PwC, which provided outside auditing and accounting experts, failed to advise the firm to account properly for its European sovereign debt holdings, leading it to over-invest in them, MF Global Holdings said in a complaint filed today in Manhattan federal court.

“But for PwC’s erroneous accounting advice, MF Global Holdings could not have—and would not have—invested heavily in European sovereign debt to generate immediate revenues and would not have suffered the massive damages that befell the company in 2011,” MF Global Holdings said in the complaint.

MF Global filed for bankruptcy on Oct. 31, 2011. Customers have claimed in lawsuits against the firm’s former executives that more than $1.6 billion of their funds that should have been segregated went missing, transferred to other parts of the company during the liquidity crisis.

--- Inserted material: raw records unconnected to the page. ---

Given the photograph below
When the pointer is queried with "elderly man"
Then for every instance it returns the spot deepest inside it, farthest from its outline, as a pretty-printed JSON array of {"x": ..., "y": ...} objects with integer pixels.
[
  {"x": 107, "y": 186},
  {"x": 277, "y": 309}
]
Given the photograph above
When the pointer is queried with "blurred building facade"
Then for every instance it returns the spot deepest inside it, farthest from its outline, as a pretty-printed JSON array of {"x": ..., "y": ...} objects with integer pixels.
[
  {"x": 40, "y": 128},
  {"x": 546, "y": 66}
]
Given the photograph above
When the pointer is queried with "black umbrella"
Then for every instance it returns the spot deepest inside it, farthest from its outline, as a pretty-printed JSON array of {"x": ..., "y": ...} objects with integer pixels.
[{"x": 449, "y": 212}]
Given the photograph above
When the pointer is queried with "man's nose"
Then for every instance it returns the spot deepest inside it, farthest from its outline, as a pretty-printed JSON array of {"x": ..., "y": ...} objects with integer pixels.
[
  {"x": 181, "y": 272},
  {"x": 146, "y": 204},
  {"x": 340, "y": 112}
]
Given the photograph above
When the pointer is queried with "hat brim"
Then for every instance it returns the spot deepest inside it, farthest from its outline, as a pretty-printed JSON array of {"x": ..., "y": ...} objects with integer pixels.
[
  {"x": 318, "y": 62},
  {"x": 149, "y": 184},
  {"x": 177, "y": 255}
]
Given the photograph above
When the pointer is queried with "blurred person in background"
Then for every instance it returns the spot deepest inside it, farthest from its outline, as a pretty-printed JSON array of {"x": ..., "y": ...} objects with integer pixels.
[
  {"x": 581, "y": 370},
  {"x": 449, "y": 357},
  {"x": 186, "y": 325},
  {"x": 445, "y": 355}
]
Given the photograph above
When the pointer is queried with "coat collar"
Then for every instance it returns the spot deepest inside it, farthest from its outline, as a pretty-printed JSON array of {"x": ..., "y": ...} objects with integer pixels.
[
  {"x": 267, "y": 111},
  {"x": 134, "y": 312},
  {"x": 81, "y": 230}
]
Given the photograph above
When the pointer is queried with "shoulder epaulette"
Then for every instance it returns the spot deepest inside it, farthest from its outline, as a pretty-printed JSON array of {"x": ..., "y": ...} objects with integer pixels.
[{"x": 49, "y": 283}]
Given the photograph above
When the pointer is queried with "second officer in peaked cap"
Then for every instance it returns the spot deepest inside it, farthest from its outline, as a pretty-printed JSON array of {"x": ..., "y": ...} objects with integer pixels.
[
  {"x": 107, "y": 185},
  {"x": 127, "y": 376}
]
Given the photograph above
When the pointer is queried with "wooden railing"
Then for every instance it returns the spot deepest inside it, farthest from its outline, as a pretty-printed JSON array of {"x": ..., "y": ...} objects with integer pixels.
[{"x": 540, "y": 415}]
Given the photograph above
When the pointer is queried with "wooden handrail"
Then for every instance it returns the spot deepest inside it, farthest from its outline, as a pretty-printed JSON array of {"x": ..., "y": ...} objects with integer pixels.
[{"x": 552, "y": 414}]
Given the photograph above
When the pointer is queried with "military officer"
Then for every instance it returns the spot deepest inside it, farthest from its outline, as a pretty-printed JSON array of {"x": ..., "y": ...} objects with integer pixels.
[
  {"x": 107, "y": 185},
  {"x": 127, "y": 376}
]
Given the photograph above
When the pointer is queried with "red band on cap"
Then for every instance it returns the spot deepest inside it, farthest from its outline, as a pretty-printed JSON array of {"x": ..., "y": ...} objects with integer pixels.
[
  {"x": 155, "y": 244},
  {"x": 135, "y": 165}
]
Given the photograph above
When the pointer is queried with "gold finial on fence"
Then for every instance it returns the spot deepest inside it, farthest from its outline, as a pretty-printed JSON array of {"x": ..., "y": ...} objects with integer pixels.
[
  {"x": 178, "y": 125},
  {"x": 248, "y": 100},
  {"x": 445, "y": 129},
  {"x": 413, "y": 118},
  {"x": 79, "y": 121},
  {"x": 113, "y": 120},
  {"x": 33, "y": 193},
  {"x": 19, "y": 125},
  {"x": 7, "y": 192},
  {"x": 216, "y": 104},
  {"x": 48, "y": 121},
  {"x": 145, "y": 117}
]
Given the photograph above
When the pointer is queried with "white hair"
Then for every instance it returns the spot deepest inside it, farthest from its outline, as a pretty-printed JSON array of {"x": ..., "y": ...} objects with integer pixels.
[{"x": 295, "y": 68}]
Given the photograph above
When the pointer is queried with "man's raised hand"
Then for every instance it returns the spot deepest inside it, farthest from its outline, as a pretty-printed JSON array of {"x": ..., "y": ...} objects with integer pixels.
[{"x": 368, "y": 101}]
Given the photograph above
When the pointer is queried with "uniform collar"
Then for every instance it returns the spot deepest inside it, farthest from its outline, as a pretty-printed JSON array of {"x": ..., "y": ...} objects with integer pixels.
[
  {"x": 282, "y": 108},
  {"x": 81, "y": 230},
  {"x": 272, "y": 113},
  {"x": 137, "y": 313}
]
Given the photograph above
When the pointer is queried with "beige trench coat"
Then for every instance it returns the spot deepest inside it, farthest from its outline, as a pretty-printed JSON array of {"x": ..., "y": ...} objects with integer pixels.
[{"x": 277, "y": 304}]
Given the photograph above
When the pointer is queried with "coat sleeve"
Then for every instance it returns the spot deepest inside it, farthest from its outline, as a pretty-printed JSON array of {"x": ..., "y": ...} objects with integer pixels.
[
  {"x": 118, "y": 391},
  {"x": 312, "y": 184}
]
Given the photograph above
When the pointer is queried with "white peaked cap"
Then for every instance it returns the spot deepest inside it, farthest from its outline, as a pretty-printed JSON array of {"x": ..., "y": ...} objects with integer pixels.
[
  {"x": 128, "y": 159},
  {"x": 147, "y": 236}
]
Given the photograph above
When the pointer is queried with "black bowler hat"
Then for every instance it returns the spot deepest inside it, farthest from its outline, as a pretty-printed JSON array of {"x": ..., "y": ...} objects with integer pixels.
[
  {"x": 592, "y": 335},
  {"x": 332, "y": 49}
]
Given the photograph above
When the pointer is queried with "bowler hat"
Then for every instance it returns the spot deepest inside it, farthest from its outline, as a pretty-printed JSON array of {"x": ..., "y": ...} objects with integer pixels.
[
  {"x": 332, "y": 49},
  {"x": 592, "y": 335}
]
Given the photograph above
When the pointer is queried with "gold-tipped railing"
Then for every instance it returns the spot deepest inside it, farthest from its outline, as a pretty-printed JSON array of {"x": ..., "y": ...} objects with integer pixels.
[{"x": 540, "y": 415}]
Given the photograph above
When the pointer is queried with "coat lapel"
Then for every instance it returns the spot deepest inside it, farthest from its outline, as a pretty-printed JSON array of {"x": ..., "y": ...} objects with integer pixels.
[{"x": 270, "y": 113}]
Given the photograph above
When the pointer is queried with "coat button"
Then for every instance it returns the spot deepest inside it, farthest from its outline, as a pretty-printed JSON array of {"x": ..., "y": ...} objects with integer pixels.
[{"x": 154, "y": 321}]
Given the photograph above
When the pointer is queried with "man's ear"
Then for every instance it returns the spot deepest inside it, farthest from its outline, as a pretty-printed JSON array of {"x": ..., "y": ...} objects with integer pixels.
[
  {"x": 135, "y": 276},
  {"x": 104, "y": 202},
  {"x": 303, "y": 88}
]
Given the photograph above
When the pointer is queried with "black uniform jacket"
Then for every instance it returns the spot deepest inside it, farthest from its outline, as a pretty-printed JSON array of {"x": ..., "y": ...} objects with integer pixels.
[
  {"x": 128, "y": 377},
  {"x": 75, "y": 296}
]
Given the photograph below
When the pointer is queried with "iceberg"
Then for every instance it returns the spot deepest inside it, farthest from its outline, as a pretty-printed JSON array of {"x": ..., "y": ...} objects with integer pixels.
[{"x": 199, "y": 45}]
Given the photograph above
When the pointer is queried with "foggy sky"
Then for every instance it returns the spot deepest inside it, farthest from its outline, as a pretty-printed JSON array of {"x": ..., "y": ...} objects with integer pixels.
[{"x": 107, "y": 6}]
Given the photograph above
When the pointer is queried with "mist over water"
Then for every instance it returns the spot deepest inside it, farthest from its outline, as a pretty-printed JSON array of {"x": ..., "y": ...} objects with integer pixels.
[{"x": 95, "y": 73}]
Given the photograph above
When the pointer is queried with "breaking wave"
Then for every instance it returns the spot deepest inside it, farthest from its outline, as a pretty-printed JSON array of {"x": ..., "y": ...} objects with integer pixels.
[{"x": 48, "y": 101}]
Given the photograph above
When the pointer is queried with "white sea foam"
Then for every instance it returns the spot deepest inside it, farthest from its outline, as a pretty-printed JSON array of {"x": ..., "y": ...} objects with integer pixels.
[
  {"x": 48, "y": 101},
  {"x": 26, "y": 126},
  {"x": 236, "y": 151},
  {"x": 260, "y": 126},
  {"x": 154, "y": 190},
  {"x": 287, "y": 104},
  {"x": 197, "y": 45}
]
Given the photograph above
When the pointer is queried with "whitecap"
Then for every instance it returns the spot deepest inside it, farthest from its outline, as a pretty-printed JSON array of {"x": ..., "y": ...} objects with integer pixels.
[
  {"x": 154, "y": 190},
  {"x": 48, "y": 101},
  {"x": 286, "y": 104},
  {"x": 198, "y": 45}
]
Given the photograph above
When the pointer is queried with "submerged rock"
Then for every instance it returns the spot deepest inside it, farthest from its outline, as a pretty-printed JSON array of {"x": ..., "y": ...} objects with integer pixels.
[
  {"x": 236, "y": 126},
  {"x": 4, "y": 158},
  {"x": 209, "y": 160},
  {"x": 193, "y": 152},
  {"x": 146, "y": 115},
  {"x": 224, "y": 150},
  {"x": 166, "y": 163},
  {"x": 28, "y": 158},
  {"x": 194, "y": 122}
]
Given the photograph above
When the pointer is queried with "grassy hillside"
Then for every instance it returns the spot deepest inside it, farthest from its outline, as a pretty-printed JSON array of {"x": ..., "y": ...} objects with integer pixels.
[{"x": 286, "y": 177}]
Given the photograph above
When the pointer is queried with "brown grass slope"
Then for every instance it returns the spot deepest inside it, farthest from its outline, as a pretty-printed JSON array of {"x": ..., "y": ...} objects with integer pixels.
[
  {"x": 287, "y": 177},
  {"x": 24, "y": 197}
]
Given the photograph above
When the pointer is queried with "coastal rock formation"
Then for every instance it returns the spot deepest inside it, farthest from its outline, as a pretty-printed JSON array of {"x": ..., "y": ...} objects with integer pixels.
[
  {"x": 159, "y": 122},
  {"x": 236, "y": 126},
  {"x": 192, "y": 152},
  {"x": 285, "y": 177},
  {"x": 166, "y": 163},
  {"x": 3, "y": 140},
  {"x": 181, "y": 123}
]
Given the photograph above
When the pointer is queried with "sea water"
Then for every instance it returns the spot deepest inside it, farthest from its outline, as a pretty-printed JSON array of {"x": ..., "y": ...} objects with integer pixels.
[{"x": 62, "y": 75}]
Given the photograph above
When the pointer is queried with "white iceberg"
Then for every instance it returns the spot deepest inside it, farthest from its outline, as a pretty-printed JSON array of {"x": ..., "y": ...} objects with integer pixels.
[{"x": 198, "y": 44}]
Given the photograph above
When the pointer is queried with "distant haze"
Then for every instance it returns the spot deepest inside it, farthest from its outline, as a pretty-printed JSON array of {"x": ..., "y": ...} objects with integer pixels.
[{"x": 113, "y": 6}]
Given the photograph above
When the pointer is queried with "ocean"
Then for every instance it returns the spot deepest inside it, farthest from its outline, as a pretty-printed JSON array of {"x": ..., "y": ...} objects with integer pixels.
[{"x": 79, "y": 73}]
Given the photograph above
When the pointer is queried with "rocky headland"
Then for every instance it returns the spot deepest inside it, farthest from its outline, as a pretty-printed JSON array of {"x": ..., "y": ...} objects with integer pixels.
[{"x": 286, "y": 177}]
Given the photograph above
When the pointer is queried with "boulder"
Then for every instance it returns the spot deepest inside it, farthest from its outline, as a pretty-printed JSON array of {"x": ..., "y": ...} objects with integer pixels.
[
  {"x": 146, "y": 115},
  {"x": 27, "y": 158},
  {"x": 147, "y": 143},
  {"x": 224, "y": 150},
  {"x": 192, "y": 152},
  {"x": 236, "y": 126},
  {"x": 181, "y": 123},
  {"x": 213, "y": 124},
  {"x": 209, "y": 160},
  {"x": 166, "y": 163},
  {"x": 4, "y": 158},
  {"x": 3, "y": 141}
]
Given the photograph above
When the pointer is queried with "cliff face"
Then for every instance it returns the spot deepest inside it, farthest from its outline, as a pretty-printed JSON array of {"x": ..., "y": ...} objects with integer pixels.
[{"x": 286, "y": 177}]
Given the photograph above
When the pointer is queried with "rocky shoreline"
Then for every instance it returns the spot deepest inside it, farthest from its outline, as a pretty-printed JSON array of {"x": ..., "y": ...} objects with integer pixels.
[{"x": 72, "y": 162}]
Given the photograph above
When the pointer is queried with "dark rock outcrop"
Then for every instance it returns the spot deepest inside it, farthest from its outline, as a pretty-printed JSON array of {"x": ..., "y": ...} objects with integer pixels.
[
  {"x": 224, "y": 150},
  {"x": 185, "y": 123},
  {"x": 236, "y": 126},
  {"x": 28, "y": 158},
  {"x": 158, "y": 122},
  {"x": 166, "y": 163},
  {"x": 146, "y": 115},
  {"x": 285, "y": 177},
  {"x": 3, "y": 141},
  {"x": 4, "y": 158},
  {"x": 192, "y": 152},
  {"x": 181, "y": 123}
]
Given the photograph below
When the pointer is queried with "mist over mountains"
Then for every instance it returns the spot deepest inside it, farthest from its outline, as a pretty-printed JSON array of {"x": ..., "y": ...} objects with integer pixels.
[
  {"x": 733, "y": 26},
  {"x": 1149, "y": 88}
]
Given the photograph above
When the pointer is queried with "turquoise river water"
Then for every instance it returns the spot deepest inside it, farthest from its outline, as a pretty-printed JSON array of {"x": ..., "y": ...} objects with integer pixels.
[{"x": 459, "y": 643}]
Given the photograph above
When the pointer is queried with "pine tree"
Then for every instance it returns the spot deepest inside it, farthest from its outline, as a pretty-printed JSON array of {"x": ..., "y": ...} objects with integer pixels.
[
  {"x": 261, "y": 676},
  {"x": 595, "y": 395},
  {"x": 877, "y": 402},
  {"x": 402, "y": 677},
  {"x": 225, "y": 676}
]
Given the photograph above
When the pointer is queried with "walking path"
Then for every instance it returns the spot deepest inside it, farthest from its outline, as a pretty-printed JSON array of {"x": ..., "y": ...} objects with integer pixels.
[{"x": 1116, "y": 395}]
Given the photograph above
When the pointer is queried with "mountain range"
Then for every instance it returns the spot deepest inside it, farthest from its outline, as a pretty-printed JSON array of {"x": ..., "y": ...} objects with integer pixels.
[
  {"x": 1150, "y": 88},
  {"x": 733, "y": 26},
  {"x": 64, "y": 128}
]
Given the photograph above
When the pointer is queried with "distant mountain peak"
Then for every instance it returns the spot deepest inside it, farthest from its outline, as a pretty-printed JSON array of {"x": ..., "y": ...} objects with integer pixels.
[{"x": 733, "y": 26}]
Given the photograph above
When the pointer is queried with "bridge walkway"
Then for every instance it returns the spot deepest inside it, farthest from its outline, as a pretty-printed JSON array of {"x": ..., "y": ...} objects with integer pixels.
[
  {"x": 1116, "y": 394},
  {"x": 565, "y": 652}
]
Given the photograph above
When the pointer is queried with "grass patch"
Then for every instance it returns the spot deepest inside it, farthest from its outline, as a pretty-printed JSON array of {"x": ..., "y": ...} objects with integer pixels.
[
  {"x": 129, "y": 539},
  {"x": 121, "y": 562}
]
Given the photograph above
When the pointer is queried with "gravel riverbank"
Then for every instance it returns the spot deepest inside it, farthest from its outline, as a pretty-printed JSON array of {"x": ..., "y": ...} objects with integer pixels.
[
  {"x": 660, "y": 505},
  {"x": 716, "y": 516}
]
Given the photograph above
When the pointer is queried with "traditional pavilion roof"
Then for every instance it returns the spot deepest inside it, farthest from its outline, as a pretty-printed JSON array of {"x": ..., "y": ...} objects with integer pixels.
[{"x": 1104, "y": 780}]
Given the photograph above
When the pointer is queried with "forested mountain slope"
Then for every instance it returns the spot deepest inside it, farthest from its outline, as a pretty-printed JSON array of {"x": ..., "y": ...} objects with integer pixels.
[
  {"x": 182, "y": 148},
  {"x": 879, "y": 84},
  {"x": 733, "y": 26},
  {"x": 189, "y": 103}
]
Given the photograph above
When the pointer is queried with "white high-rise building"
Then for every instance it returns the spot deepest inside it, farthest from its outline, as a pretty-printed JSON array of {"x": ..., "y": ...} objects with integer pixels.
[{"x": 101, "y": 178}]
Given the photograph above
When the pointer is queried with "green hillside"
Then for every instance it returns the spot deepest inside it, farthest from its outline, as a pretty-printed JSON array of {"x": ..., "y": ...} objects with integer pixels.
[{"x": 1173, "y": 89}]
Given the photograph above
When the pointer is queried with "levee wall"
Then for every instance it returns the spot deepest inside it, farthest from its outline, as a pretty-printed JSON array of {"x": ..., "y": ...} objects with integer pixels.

"During the two and a half years since the collapse of MF Global, the repo-to-maturity accounting that is the subject of today’s complaint has been examined by trustees, regulators and a congressional committee,” PwC said in a statement. “None of them has found that the accounting for those transactions was incorrect. PwC is disappointed that this meritless claim has been brought."

The case is MF Global Holdings Ltd. v. PricewaterhouseCoopers LLP, 14-cv-02197, U.S. District Court, Southern District of New York (Manhattan).